Background: PCT has recently drawn attention as a quite specific marker for bacterial, fungal, and parasitic origin of severe sepsis-syndrome. These specific properties could make PCT to an important tool for sepsis monitoring in severely immunocompromised children. The clinical value of PCT in comparison to CrP was investigated in children after bone marrow transplantation (BMT).
Methods: PCT was measured in the serum of 48 children (median age 12.4 years) after BMT in a prospective study. Results were correlated with the clinical findings and compared to the C-reactive protein (CrP).

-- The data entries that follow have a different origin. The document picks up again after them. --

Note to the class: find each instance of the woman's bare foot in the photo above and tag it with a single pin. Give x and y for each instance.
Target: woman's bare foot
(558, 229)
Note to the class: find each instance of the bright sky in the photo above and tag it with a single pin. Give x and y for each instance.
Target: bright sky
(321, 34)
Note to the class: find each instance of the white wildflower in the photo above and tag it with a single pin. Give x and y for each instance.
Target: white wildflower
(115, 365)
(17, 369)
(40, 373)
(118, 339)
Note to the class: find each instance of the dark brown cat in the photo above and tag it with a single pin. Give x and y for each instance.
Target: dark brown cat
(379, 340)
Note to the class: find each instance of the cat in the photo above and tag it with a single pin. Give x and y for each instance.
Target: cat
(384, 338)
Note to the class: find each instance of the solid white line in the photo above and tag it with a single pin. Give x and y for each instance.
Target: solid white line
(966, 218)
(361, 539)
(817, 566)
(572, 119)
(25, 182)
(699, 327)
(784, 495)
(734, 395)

Results: PCT showed a sensitivity for diagnosing a sepsis-syndrome of 56%, a specificity of 87%, a positive predictive value of 69%, and a negative predictive value of 80%. Regarding CrP they were 100%, 41%, 46% and 100% respectively. The relative risk to die due to sepsis-syndrome was 26.4 for PCT levels over 10 ng/ml and 4.0 for CrP levels over 200 mg/l. It could be shown furthermore that there can be a significant liberation of PCT even during hematological aplasia.
Conclusion: (1) Measuring PCT levels in the sera of children undergoing BMT improves the possibility of diagnosing severe infection and gives an important prognostic tool. (2) Measuring PCT can be recommended if severe sepsis-syndrome is suspected and there is an additional need for differential diagnosis and prognostic evaluation.